Recall.ai halves bot CPU usage
Recall.ai
This kind of optimization is the difference between a good API business and a bad infrastructure business. Recall.ai sells a product where every extra meeting minute creates real compute cost, so halving per bot CPU usage directly widens gross margin and lowers the price floor the company can profitably offer. In practice, the team found that moving media out of Chromium over WebSockets was burning far more CPU than expected, then replaced it with a custom shared memory ring buffer and cut bot CPU by up to 50%.
-
Recall.ai bots originally needed about 4 CPU cores to run smoothly. That matters because the product is literally a fleet of cloud meeting bots joining Zoom, Meet, and Teams calls, not a lightweight SaaS app serving database reads. Infrastructure efficiency is therefore product strategy, not back office tuning.
-
The bottleneck was internal transport, not the obvious video codecs. WebSockets added framing, masking, fragmentation, and extra copying overhead, so the expensive part was moving raw meeting audio and video between processes. The replacement was a custom Chromium fork plus shared memory transport designed for zero copy reads.
-
This is a common pattern in video infrastructure. Mux and Wistia both describe video as unusually heavy on bandwidth, compute, and storage, with pricing pressure pushing vendors to own critical infrastructure and squeeze out inefficiency.
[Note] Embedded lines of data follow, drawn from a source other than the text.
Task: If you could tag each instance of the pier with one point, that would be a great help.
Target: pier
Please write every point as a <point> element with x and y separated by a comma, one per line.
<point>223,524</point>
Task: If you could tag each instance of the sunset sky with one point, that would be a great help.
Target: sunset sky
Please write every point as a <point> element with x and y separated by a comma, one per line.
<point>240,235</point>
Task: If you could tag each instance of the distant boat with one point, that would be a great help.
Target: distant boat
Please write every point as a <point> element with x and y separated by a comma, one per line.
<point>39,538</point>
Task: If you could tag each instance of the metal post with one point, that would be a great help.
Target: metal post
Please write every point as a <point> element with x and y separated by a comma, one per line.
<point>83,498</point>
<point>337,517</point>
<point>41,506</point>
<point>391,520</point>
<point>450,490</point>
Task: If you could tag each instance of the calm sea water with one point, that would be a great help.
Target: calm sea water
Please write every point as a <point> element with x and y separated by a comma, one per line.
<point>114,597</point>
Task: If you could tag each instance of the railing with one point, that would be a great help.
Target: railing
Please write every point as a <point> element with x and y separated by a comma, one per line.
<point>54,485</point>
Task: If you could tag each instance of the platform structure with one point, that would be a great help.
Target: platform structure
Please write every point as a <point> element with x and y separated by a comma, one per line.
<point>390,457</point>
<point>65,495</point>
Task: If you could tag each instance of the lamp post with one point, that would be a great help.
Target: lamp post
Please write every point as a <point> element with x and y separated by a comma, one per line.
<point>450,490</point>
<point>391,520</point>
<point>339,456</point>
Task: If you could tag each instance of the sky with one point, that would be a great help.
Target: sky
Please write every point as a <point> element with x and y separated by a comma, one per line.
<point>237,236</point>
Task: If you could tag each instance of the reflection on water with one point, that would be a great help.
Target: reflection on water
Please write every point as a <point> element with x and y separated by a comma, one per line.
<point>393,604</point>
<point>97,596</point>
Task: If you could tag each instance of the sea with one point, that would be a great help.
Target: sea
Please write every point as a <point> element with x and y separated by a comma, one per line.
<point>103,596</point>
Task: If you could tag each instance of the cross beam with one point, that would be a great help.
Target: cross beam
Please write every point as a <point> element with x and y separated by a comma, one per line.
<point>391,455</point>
The companies that win are the ones that turn low level systems work into lower COGS and better developer economics.
The next leg of scale comes from repeating this play across the stack. As Recall.ai expands from passive meeting capture into desktop recording, mobile recording, and two way AI agents in live calls, the companies that can keep cost per minute falling while usage explodes will have the clearest path to durable margins and category leadership.